Я обязательно уволюсь - Маша Гаврилова
Глава 4
1
Алиса первой подписалась на меня во всех соцсетях, а спустя ещё какое-то время добавила в близкие друзья. Там не было ничего интересного, но я подумала, что это хороший знак, и позвала её гулять.
Она спросила, где я живу, и приехала к моему дому, обняла меня. Мне не понравилось, как она обнимается – воздушно, быстро и почти не касаясь. Я считала, что объятия нужны для заземления и уверенности, а её объятия только укрепляли сомнения. Хотелось попросить не обнимать меня больше никогда и не хотелось её расстраивать. Я перетерпела и искала случая прикоснуться иначе.
Ночью замёрзли лужи, и мы лениво топтали лёд.

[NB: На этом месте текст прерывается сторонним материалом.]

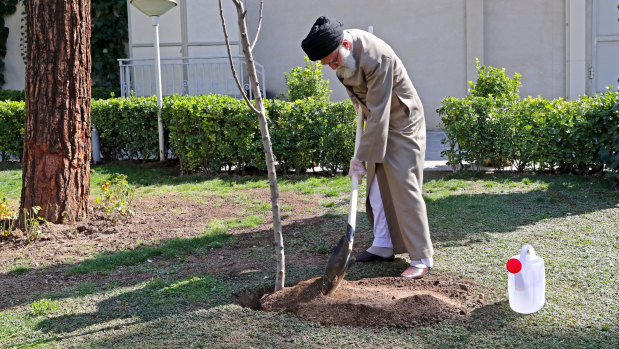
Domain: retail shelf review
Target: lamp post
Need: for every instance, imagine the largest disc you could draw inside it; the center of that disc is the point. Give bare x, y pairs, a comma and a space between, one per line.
154, 9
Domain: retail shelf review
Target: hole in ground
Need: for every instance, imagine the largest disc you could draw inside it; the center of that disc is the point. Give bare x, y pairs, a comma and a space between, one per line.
251, 298
377, 302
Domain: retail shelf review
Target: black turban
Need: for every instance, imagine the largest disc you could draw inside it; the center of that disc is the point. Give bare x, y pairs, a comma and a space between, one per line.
326, 35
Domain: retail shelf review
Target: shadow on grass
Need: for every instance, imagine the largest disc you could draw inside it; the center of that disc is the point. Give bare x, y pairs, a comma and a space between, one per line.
455, 216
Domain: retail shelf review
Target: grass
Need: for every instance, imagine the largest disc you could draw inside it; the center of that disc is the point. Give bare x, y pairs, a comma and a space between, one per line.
478, 221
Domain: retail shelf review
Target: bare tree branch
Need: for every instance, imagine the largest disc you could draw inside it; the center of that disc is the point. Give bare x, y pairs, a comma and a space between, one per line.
236, 79
259, 24
278, 239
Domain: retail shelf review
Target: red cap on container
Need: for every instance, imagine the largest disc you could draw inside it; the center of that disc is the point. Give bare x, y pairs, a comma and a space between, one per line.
513, 265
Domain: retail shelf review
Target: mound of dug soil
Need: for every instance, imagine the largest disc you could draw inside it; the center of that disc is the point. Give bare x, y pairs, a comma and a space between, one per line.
378, 302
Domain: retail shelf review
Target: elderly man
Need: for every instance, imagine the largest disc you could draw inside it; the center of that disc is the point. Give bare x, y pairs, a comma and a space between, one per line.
393, 144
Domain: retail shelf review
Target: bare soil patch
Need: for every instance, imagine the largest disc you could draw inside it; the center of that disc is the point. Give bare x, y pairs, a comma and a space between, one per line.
378, 302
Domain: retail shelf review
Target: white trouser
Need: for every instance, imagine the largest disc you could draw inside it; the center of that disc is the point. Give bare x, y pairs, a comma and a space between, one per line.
382, 244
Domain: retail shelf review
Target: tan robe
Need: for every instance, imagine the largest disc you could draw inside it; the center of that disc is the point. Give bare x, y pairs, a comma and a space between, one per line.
394, 142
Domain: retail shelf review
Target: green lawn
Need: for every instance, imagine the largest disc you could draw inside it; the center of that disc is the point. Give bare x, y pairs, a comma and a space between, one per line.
478, 222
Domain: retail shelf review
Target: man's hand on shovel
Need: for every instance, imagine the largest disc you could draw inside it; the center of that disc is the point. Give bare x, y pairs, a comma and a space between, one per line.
357, 169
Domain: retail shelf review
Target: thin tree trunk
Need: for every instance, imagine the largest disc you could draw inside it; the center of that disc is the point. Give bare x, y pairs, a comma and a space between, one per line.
56, 158
259, 109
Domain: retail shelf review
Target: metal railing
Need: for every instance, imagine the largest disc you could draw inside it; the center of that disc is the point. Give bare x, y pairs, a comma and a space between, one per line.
187, 76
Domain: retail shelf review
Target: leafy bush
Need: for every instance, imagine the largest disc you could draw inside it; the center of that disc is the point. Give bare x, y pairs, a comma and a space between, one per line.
492, 123
12, 118
307, 82
127, 127
211, 133
12, 95
105, 92
493, 82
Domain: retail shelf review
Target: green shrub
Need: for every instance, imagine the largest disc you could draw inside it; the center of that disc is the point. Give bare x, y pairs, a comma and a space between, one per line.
12, 95
211, 133
307, 82
127, 127
105, 92
493, 82
12, 118
491, 123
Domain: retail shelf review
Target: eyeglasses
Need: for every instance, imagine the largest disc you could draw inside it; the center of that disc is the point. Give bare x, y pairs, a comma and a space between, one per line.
333, 61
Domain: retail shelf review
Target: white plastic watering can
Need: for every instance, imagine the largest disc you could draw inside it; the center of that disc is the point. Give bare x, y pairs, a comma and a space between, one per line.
526, 281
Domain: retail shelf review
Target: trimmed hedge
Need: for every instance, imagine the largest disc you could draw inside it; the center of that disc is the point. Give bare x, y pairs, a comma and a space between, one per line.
580, 136
12, 116
213, 132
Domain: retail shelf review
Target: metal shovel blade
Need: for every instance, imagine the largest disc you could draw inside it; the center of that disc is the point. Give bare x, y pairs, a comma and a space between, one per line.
338, 263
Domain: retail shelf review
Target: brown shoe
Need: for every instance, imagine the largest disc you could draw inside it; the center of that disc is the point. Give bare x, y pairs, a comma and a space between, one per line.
415, 273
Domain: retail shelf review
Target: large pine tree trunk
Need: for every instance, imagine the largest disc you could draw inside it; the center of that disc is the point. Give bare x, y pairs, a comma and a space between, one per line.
56, 160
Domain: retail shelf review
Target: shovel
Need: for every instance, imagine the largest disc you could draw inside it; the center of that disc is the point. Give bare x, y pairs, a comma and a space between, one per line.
341, 258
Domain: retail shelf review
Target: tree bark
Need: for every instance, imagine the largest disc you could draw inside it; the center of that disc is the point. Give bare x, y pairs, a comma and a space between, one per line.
258, 108
56, 159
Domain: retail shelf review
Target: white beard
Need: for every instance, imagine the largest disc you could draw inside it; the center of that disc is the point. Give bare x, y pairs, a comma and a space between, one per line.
348, 65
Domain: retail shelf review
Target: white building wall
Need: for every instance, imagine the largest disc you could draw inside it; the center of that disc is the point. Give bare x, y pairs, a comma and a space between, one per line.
437, 40
14, 66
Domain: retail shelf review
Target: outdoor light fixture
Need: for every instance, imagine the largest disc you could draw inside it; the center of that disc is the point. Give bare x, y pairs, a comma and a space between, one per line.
154, 9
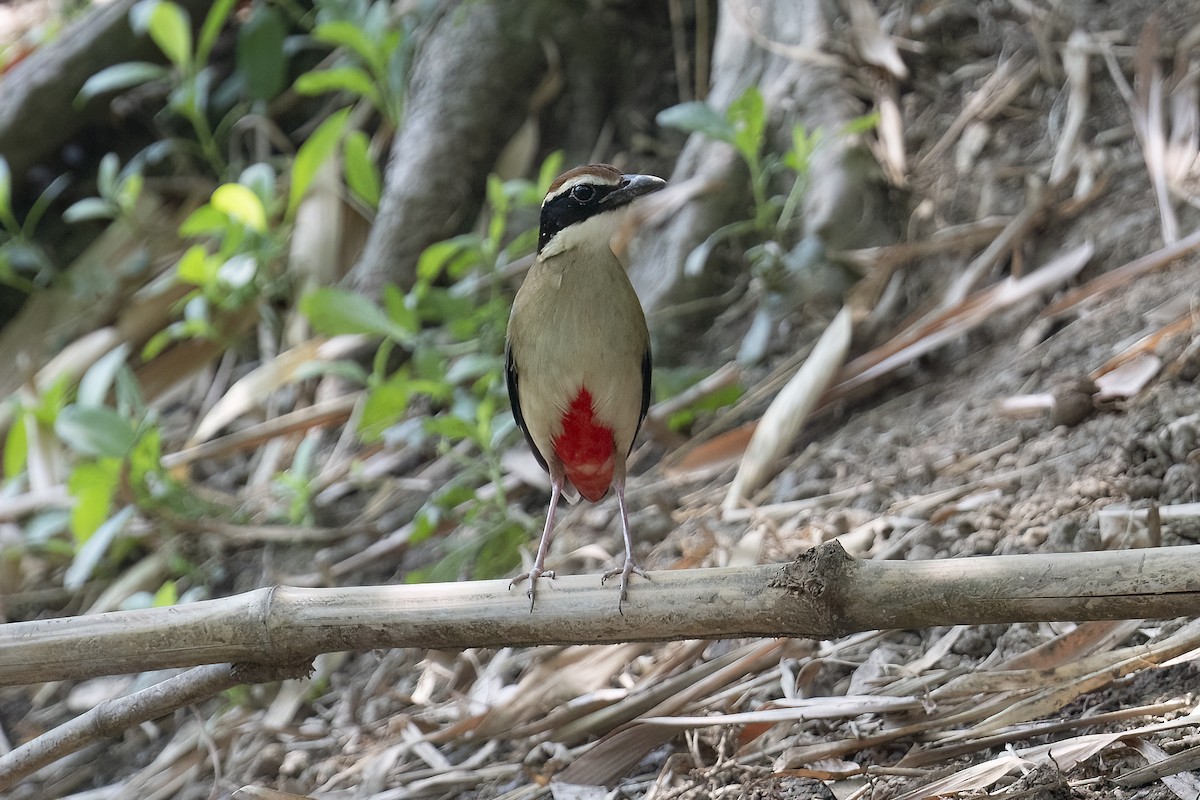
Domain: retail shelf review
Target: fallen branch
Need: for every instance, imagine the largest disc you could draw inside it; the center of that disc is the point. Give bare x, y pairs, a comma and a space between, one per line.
113, 716
825, 594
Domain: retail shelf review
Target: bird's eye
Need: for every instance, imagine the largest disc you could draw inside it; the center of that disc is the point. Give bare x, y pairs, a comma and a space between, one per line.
583, 193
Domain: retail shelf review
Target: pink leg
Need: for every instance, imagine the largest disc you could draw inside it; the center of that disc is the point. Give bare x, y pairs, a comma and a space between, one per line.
630, 566
539, 563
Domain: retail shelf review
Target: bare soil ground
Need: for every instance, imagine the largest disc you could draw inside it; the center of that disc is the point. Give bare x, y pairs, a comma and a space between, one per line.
927, 465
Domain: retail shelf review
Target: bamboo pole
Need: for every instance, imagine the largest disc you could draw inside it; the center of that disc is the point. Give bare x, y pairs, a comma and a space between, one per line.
825, 594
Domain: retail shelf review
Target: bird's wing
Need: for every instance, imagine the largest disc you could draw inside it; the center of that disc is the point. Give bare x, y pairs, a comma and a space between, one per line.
646, 395
510, 378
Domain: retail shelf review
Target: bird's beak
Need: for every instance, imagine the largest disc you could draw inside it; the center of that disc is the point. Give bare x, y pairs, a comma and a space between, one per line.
631, 187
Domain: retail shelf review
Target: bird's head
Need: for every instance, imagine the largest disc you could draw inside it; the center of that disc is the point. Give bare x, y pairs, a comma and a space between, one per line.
582, 206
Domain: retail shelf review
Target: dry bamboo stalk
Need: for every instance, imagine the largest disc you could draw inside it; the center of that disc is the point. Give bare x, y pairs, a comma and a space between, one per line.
822, 595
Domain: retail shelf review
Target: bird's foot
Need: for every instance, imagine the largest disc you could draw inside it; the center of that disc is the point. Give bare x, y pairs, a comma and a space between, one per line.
624, 572
532, 575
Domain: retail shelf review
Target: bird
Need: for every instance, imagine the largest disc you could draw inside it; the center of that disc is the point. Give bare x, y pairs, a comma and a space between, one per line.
577, 352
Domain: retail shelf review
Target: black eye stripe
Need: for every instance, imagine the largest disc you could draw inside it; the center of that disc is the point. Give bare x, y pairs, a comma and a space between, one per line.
567, 209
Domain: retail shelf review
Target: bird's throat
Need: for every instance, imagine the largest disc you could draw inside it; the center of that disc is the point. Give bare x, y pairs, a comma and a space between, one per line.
586, 449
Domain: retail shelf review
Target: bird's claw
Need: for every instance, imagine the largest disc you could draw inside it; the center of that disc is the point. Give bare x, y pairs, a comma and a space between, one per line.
629, 569
532, 575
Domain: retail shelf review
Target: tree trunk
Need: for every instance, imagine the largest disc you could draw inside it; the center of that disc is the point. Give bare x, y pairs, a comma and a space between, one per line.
785, 50
469, 94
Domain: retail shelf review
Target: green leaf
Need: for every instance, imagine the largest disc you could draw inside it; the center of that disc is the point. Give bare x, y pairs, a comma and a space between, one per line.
803, 144
167, 595
387, 404
240, 203
353, 80
94, 548
197, 266
16, 445
211, 28
93, 485
696, 118
312, 154
106, 174
361, 174
6, 216
864, 124
748, 114
335, 312
261, 59
89, 208
118, 77
259, 178
172, 30
95, 431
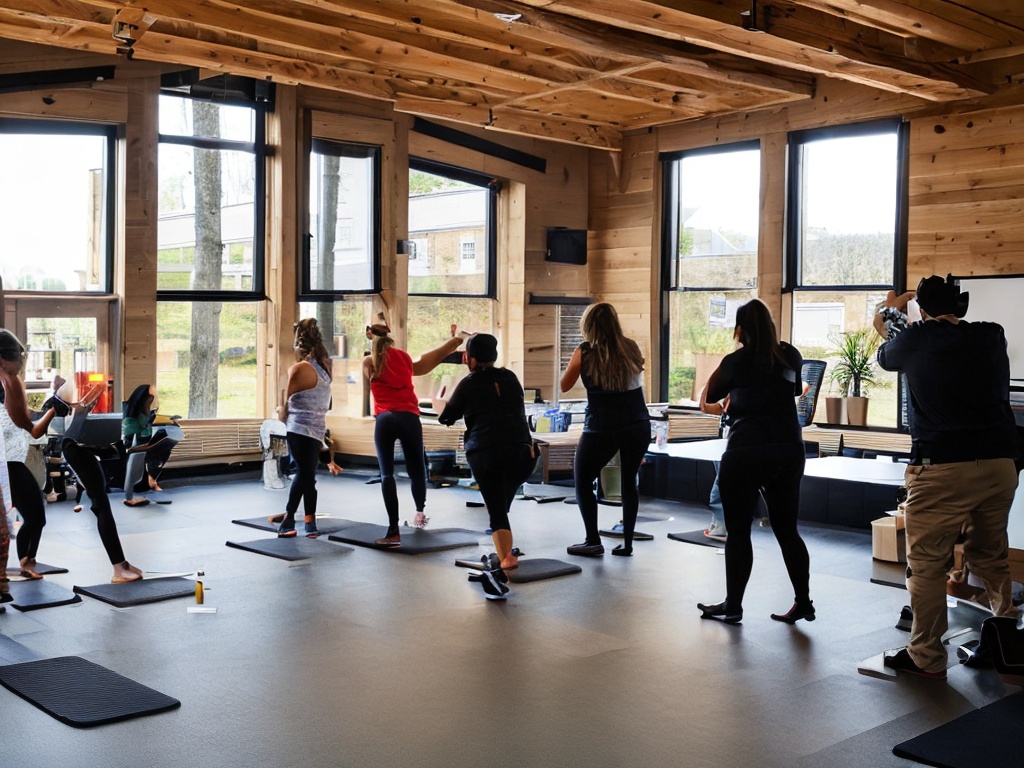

Я бубнила что-то про детство, это было ни одной из нас не интересно. Но подышать воздухом было приятно, а ходить было полезно. Вечером приложение «Здоровье» похвалило меня.
Алиса оказалась очень тактильной. Она всё время пыталась взять меня за руку, положить ладонь на плечо. Я не заметила на новоселье, чтобы она делала так с другими. Хорошо, что я не вызывала у неё отвращения.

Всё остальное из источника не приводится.